Comment n’y a-t-on pas songé ? L’enfumage par les médias qui blablataient depuis 50 jours sur une kyrielle de noms pour le poste de Premier ministre, dont certains carrément farfelus (Ségolène Royal, franchement…) a empêché de le voir venir. Pourtant, qui plus que Michel Barnier pouvait incarner le mépris absolu de la démocratie, l’allégeance à l’extrême-droite et la main-mise des marchés financiers sur le gouvernement de la France ?
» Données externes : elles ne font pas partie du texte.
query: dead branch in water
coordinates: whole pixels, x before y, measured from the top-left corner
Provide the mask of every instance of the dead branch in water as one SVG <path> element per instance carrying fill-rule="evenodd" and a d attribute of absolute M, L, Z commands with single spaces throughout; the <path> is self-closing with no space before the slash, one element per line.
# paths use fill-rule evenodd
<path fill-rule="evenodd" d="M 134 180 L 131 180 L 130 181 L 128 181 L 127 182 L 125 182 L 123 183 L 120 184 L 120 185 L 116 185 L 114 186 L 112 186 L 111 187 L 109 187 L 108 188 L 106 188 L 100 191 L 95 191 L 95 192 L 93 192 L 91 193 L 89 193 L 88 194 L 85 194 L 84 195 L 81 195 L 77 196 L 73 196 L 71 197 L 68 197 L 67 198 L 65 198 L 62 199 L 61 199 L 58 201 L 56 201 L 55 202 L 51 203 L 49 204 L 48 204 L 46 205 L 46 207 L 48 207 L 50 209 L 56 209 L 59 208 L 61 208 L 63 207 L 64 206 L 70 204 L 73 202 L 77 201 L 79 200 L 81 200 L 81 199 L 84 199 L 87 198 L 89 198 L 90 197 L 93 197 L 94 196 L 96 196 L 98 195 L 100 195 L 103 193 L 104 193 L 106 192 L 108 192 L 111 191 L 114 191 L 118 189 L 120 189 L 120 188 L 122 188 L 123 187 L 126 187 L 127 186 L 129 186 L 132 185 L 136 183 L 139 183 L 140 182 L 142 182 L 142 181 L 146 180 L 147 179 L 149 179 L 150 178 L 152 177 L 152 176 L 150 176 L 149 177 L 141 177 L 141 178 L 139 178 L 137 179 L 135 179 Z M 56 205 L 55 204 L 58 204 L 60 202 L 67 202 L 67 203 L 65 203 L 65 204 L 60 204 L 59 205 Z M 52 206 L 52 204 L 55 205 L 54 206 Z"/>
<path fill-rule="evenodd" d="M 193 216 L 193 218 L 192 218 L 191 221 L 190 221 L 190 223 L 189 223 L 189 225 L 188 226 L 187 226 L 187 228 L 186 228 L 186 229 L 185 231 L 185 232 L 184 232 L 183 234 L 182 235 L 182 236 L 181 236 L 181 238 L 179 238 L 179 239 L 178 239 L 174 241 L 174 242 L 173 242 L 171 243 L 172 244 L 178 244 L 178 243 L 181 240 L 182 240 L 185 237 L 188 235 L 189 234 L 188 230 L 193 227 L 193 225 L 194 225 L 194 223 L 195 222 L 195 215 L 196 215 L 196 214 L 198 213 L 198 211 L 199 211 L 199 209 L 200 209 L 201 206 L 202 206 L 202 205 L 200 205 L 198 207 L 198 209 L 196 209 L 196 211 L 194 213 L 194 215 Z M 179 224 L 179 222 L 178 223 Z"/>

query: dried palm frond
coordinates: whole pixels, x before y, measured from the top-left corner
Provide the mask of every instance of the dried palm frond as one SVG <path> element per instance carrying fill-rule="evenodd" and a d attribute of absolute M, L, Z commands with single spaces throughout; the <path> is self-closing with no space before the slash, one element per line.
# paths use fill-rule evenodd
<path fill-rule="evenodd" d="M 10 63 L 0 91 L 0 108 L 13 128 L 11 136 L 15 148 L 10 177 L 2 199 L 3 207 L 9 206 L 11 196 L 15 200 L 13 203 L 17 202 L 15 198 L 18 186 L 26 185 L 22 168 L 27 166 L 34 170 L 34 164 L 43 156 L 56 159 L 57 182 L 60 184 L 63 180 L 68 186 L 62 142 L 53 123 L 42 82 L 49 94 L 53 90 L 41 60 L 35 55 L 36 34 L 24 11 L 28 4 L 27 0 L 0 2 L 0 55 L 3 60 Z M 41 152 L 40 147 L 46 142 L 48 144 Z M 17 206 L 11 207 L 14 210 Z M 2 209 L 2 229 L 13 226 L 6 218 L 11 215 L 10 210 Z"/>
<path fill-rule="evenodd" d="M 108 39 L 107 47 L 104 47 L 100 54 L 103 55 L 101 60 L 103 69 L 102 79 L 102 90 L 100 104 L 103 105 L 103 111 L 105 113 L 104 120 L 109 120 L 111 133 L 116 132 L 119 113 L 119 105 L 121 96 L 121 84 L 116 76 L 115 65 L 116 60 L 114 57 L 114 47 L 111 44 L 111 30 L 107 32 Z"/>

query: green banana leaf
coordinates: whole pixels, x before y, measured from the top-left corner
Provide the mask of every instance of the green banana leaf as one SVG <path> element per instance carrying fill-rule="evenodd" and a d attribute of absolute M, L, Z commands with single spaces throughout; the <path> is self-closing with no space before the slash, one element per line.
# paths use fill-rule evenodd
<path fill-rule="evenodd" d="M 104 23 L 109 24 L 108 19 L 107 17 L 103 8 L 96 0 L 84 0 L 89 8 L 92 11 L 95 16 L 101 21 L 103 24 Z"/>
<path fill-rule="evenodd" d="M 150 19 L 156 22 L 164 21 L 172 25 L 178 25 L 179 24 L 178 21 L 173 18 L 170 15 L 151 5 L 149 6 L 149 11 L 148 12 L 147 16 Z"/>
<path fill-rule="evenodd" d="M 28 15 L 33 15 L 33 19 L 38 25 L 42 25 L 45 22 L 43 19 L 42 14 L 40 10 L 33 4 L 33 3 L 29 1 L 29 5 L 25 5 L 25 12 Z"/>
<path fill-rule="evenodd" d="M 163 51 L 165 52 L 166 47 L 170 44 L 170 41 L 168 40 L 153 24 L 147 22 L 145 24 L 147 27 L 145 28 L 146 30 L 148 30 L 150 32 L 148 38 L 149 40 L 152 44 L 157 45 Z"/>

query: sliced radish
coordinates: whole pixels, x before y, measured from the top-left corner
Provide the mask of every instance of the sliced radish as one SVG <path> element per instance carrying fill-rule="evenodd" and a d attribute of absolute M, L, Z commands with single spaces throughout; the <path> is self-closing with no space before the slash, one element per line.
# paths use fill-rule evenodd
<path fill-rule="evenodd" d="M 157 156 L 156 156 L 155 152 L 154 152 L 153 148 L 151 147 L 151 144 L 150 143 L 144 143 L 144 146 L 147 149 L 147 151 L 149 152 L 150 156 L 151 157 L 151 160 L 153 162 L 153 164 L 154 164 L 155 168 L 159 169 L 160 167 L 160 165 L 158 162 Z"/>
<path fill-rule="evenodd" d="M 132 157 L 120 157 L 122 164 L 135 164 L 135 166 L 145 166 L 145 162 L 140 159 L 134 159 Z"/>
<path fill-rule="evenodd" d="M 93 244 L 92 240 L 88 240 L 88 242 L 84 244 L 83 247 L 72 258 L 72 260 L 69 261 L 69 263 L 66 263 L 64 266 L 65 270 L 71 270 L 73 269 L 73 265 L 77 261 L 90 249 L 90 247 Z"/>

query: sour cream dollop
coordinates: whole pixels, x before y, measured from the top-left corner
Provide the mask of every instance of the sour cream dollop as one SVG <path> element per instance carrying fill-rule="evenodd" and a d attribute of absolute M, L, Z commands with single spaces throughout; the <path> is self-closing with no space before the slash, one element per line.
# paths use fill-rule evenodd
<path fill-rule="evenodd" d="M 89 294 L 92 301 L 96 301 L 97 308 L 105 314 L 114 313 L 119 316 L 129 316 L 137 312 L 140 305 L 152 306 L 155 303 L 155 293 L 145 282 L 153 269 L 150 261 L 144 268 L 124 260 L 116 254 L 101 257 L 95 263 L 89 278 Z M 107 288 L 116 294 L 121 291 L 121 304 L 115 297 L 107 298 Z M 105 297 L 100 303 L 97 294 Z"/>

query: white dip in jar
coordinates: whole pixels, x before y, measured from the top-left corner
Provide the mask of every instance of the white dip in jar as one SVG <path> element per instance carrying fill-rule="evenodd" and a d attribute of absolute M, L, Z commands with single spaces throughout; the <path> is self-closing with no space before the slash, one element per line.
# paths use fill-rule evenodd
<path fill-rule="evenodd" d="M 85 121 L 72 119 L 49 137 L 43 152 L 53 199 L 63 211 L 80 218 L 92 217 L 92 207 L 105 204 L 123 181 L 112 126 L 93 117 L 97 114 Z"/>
Alors que son parti ne compte qu’une quarantaine d’élus à l’Assemblée nationale (7 % des députés) et que sa très longue carrière politique (il était déjà collaborateur ministériel sous Pompidou !) ne laisse aucun doute sur le fait qu’il se situe à l’opposé du choix exprimé par les Français·es lors des législatives anticipées provoquées par Emmanuel Macron, Michel Barnier est repeint par de nombreux médias, dont Le Monde, comme “un homme de consensus”.
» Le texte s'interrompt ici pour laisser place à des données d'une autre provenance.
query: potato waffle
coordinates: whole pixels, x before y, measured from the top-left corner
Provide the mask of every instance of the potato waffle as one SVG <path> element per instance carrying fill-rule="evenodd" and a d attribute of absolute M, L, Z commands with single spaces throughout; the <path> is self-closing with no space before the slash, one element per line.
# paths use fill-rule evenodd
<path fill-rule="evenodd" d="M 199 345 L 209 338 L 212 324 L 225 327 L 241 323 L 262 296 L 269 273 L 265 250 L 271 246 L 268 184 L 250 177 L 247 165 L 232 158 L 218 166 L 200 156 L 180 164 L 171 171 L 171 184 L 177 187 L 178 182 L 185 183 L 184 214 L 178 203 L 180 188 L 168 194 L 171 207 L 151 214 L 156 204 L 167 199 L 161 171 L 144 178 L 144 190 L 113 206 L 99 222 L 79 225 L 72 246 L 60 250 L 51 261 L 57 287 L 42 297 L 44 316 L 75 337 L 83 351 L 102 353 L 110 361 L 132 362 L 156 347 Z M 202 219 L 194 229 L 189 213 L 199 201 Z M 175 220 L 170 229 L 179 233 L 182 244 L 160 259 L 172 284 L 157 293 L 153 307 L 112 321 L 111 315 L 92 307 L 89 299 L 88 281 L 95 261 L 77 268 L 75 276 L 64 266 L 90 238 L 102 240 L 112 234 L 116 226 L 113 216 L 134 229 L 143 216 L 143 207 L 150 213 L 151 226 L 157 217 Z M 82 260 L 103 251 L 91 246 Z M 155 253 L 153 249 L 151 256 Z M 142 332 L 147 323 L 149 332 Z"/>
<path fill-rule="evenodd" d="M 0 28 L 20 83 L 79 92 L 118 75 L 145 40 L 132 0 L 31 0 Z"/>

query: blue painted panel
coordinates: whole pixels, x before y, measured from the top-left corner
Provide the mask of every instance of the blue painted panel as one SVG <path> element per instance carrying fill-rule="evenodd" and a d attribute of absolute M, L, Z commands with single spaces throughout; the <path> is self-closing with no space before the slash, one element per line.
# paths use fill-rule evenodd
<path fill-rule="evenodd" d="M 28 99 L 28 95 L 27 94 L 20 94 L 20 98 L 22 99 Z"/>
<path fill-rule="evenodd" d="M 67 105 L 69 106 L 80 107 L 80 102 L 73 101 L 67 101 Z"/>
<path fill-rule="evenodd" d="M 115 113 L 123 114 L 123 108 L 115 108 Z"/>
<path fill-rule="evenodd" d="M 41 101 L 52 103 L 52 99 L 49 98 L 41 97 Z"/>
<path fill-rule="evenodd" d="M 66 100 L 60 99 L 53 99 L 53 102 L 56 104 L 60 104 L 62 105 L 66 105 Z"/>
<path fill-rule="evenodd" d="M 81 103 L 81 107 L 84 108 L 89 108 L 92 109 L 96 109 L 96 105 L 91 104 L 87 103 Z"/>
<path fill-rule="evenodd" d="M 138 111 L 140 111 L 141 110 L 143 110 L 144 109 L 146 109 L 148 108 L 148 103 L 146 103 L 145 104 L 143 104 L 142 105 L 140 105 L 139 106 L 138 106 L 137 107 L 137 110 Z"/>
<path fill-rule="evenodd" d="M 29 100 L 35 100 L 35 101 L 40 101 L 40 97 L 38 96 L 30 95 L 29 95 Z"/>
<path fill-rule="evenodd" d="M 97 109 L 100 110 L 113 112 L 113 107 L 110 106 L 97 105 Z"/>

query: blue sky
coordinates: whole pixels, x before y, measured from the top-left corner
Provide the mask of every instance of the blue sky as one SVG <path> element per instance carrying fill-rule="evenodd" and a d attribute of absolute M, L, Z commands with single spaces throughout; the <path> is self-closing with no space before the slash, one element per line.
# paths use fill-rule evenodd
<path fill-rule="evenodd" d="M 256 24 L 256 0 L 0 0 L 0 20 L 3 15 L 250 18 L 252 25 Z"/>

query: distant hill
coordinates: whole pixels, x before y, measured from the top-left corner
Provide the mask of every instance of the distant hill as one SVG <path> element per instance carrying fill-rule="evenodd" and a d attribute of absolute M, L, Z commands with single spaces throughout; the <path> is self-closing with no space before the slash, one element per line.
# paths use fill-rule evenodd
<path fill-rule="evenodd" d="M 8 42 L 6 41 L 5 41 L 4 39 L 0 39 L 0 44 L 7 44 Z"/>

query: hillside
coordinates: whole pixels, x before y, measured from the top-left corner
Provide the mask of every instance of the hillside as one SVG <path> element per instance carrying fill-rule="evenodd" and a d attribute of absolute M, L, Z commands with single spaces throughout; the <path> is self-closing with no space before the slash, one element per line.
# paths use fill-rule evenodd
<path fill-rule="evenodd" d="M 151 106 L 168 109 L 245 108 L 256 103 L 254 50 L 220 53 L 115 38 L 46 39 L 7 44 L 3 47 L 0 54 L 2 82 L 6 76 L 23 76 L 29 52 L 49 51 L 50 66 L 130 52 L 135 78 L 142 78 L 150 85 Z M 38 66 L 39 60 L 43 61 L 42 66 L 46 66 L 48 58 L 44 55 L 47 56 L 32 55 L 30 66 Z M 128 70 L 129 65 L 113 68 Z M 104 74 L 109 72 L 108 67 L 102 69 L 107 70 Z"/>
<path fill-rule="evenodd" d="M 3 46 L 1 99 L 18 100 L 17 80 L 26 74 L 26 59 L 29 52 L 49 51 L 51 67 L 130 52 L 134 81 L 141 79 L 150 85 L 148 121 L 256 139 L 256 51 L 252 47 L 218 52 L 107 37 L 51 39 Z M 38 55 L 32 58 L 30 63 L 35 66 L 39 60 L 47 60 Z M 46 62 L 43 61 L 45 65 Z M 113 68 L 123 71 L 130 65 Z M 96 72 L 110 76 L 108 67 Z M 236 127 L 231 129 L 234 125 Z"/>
Si “consensus” il y a, il se situe au sein d’une petite minorité totalement coupée de la réalité de la “France d’en bas”, expression de Raffarin plutôt méprisante reprise sur le perron de Matignon par Michel Barnier, qui s’est déclaré à de nombreuses reprises favorable à la retraite à 65 ans. Le peuple français est contre la réforme imposée par 49.3 à plus de 80 % et le Premier ministre est censé être au service du peuple, qui n’est pas “en bas” mais est souverain, du moins selon la Constitution.
Le commis de Bruxelles
Mais la Constitution, comme Emmanuel Macron, Michel Barnier ne s’en préoccupe guère. M. Barnier n’en est pas d’ailleurs pas à son coup d’essai quand il s’agit de faire fi du souhait des Français·es. Déjà, après le vote majoritaire de 2005 contre la constitution européenne, il a fait partie de ceux qui, en 2008, ont imposé ce texte rebaptisé “traité de Lisbonne”. Il y a quinze ans, Barnier pensait déjà que lorsqu’on dit non, cela veut dire oui.
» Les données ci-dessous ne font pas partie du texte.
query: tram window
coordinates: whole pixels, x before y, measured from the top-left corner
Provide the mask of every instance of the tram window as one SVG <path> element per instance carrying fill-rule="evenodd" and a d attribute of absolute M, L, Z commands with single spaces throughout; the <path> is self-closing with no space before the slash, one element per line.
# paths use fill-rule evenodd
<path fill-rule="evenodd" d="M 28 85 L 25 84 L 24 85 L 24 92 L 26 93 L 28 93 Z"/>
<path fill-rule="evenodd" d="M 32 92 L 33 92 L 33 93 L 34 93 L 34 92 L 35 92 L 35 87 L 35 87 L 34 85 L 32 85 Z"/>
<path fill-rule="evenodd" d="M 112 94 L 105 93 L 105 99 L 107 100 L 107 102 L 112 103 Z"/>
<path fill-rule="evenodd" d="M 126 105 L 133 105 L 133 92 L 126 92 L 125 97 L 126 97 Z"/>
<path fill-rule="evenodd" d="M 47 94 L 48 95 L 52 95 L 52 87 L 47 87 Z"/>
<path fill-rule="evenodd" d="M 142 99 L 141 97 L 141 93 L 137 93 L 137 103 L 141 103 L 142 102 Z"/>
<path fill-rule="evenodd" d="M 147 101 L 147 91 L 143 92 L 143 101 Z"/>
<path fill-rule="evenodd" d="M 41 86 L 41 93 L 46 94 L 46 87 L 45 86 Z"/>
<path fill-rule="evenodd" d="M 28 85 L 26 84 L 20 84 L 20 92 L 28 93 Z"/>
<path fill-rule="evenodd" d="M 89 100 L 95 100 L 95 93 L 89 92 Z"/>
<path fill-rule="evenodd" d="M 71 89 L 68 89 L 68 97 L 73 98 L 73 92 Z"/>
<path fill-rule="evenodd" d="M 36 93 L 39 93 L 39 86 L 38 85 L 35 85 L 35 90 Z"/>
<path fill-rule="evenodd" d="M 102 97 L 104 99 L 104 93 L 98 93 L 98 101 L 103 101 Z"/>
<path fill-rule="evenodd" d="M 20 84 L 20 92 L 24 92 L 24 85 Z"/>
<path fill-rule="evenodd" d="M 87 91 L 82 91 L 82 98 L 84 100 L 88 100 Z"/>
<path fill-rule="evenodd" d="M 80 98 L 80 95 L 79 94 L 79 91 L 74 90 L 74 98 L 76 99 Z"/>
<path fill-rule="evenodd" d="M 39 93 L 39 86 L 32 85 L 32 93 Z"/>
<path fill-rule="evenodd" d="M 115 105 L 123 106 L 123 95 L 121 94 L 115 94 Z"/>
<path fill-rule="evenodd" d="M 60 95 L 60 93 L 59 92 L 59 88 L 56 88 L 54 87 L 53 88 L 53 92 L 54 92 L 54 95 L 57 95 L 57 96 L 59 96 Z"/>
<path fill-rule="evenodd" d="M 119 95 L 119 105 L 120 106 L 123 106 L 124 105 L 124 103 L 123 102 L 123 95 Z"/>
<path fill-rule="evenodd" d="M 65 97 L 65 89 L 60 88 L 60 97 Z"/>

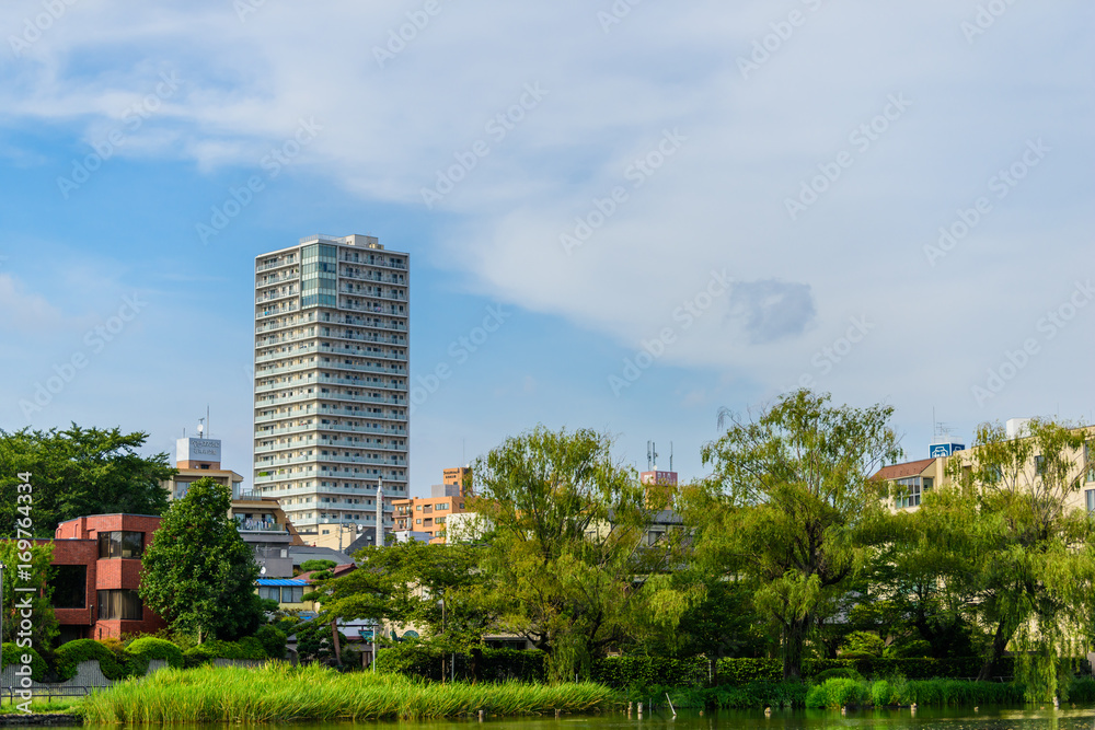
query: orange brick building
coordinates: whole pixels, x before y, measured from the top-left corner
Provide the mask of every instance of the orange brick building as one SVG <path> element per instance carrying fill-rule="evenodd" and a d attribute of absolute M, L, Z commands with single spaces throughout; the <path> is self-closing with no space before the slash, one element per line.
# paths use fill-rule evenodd
<path fill-rule="evenodd" d="M 442 484 L 434 485 L 433 496 L 396 499 L 395 530 L 425 532 L 430 544 L 443 544 L 446 522 L 450 514 L 468 512 L 465 496 L 471 496 L 472 471 L 461 466 L 447 468 Z"/>
<path fill-rule="evenodd" d="M 145 514 L 94 514 L 57 525 L 53 601 L 59 642 L 166 627 L 137 593 L 141 556 L 159 526 L 160 518 Z"/>

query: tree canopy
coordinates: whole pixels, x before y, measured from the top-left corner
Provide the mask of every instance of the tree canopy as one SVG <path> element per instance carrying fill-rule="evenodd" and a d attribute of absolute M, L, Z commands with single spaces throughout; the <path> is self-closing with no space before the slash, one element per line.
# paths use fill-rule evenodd
<path fill-rule="evenodd" d="M 258 564 L 228 514 L 231 506 L 228 487 L 198 479 L 171 503 L 145 551 L 141 598 L 199 644 L 250 636 L 263 619 Z"/>
<path fill-rule="evenodd" d="M 0 430 L 0 537 L 14 536 L 15 476 L 30 472 L 36 537 L 53 537 L 60 522 L 85 514 L 162 514 L 161 482 L 176 471 L 166 454 L 141 456 L 148 433 L 117 428 L 61 431 Z"/>
<path fill-rule="evenodd" d="M 867 565 L 860 531 L 883 509 L 869 478 L 900 454 L 890 407 L 829 401 L 802 390 L 754 419 L 731 416 L 702 452 L 712 476 L 687 500 L 698 560 L 752 588 L 782 634 L 787 679 L 802 676 L 807 638 Z"/>

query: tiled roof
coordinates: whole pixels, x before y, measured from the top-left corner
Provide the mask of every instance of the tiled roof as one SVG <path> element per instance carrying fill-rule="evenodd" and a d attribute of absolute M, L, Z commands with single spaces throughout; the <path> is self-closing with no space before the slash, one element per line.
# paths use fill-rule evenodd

Celui dont les médias de masse rappellent à l’envi les origines savoyardes (regardez comment il est ancré dans le territoire…) est en effet un fervent partisan de l’ultra-libéralisme, qu’il a appliqué avec zèle à Bruxelles. Il a été nommé pour la première fois commissaire européen il y a 25 ans.
Sur l’économie, il est compliqué d’être plus à droite. Celui qui a été ministre d’Édouard Balladur, de Jacques Chirac et de Nicolas Sarkozy s’est aussi prononcé pour l’allongement de la durée hebdomadaire du temps de travail et le remplacement des aides sociale par une allocation unique conditionnée à la disponibilité du bénéficiaire pour “effectuer des activités utiles à la collectivité ou en entreprise”. Pourquoi s’encombrer de salariés quand on peut disposer d’une main d’œuvre contrainte et payée deux ou trois fois moins cher ?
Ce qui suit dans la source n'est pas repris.